"Will you ask your father?" Nasmith persisted.

"Yes, I will ask him," said Nancy; and away she went swiftly, like the quiet, swift descent of evening.

Nasmith did not try to follow, although it was high time for him to be swinging into his sturdy stride homeward. He felt as much amazed by the riddles as Nancy herself. Suddenly it occurred to him that this was only his second meeting with the girl—two meetings, and these a year apart. He could not account for the intense feeling which made him still loiter in this spot as though all that was real of her were lingering with him. He could not understand the attraction which held him. Was there real insight, after all, expressed in those words whose meaning with baffling enlightenment he now realized?
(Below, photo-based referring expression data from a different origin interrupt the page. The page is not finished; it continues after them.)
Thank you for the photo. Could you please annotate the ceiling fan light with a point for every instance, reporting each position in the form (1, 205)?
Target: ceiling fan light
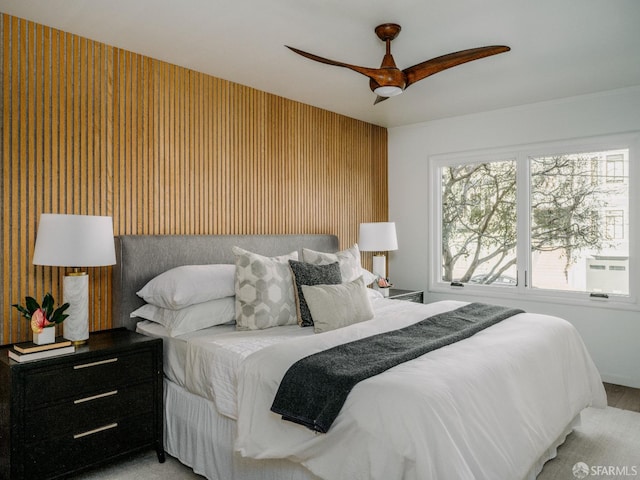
(388, 91)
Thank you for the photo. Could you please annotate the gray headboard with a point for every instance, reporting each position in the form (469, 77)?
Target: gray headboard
(139, 258)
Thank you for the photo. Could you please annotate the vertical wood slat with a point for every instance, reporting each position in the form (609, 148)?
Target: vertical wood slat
(88, 128)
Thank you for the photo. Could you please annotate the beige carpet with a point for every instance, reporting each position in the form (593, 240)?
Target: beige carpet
(607, 443)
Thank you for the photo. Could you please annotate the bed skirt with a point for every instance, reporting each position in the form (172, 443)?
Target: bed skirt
(201, 438)
(197, 435)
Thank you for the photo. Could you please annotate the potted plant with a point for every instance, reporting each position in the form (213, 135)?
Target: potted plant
(43, 318)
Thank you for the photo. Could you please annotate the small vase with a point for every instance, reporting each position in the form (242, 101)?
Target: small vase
(48, 335)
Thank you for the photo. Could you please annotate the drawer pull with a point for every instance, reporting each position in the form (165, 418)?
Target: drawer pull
(95, 397)
(94, 364)
(95, 430)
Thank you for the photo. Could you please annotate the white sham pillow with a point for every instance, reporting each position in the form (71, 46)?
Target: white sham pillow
(191, 318)
(188, 285)
(336, 306)
(367, 276)
(349, 260)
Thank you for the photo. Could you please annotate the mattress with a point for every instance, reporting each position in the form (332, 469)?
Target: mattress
(206, 362)
(486, 407)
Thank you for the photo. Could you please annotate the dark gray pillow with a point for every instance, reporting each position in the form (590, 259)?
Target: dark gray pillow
(308, 274)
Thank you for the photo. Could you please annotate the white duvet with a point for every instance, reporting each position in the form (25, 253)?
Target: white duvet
(487, 407)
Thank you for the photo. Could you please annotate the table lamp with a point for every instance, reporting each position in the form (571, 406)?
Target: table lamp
(75, 241)
(378, 237)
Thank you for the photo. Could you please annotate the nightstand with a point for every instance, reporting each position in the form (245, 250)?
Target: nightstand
(63, 414)
(416, 296)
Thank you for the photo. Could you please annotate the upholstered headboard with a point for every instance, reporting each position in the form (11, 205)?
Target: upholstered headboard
(139, 258)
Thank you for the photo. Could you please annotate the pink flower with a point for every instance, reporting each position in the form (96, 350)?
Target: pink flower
(39, 321)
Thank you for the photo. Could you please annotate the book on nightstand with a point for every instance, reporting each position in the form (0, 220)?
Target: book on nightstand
(59, 349)
(30, 347)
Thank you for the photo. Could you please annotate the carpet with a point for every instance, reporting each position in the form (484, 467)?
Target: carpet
(605, 446)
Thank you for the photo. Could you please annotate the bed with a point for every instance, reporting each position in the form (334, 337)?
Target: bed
(495, 405)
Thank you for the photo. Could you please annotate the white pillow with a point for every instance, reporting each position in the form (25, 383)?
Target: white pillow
(373, 293)
(191, 318)
(367, 276)
(336, 306)
(349, 260)
(190, 284)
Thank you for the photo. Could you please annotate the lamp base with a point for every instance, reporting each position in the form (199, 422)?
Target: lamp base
(380, 266)
(76, 293)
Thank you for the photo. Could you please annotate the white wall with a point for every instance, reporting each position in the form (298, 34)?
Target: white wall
(612, 336)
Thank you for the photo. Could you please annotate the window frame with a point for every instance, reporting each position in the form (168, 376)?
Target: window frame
(521, 154)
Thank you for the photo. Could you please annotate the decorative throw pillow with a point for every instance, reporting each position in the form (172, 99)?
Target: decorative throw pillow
(349, 260)
(264, 290)
(367, 276)
(189, 284)
(336, 306)
(191, 318)
(309, 274)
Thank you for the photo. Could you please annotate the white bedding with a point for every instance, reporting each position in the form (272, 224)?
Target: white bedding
(487, 407)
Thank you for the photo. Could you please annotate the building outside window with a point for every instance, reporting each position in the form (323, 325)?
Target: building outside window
(548, 219)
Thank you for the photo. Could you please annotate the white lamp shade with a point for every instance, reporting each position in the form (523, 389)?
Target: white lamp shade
(74, 241)
(378, 237)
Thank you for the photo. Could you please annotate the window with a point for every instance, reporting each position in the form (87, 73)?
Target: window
(546, 220)
(614, 226)
(615, 168)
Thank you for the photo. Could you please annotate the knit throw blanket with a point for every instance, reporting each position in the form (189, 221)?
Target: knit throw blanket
(314, 388)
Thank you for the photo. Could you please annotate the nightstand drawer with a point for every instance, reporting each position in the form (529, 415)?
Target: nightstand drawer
(68, 453)
(94, 375)
(87, 413)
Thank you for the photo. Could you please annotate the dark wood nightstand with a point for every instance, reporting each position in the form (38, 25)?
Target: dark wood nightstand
(63, 414)
(408, 295)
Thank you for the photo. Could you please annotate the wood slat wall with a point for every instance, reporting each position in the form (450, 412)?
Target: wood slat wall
(91, 129)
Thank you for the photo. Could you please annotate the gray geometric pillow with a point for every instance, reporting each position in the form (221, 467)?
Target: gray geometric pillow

The sun moving to the west kindles a splendid beacon for the moon;
The moon following from the east tenderly displays the
reflection of the sun.

Or had these words, slowly maturing in his mind, worked their own desire for fulfillment? He loved these mountains the sun had painted in broad sweeping colors, to which night was hurrying to put in shadow. He regarded them tenderly; they seemed to breathe of Nancy, to sing of Nancy, with the old time-worn cadence of the land whose tongue she had learned. Ah, what a beacon he could light for her, what a splendid beacon he must set blazing! She could not, she should not, be lost to him!

So the serene glow of evening had helped him find himself, had made him resolute, had sent him home resolute, after a year of fighting shadows.

Nancy, in her own way, was tranquil. The habit of taking life as it came enabled her to speak simply to her father about this meeting with Nasmith and about his request. The father was still indulgent. He did not need to remind himself of his promise; this was Nancy's summer. He had screwed his will to its final pitch when he consented to the date of her marriage. Nothing more seemed to matter; nothing more was he willing to debate. Let life run as it chose.

"I see no harm in it," he said, dealing with Nasmith's invitation. "Mr. Nasmith is a man I trust and his family, so far as I met them, are delightful. The change will be good for you both. I will send a man the first thing in the morning to tell them you are coming, and by the afternoon the chairs can be ready for you to start. Amah of course must go. They're sure to have room for her."

In this matter-of-fact way Herrick granted the request as though it were business of no concern. Nancy was not so sure. She too could not rid her memory of the prophetic lines her father had written. The words had caught in her brain. She repeated them till she fell asleep and repeated them again in the morning when her spirit had become infected by Edward's growing excitement. With great ado the little procession set out, the amah waving more farewells than a traveler bound across the ocean. Nancy was not insensible of the bustle. She was both glad and afraid, timid and joyful, but she abandoned her body to the motion of the chair, lying back with eyes half closed, while the sun beat hot through the screened window. She was content to let her spirit be carried, like her limbs, with the inertia which leaves every directing impulse to destiny. "The sun—the moon; the moon—the sun—t'ai-yang, yueh-liang; yueh-liang—t'ai-yang," the words made their own drowsy refrain to the slogging pace of the coolies.

Deep was the silence which had fallen over the deserted household. Herrick had not realized how much he would miss these children whom never before had he allowed to go away from their home. The sun shone vacantly on the temple; in the evening he walked with Kuei-lien in the moonless dark, passing the tomb of the monk and standing pensive on the little platform which overhung the ravine. He was like a lonely child, but afraid of something worse than the loss of Nancy and Edward, afraid of the solitariness of death, which seemed to threaten him from the deep shadows of the mountains.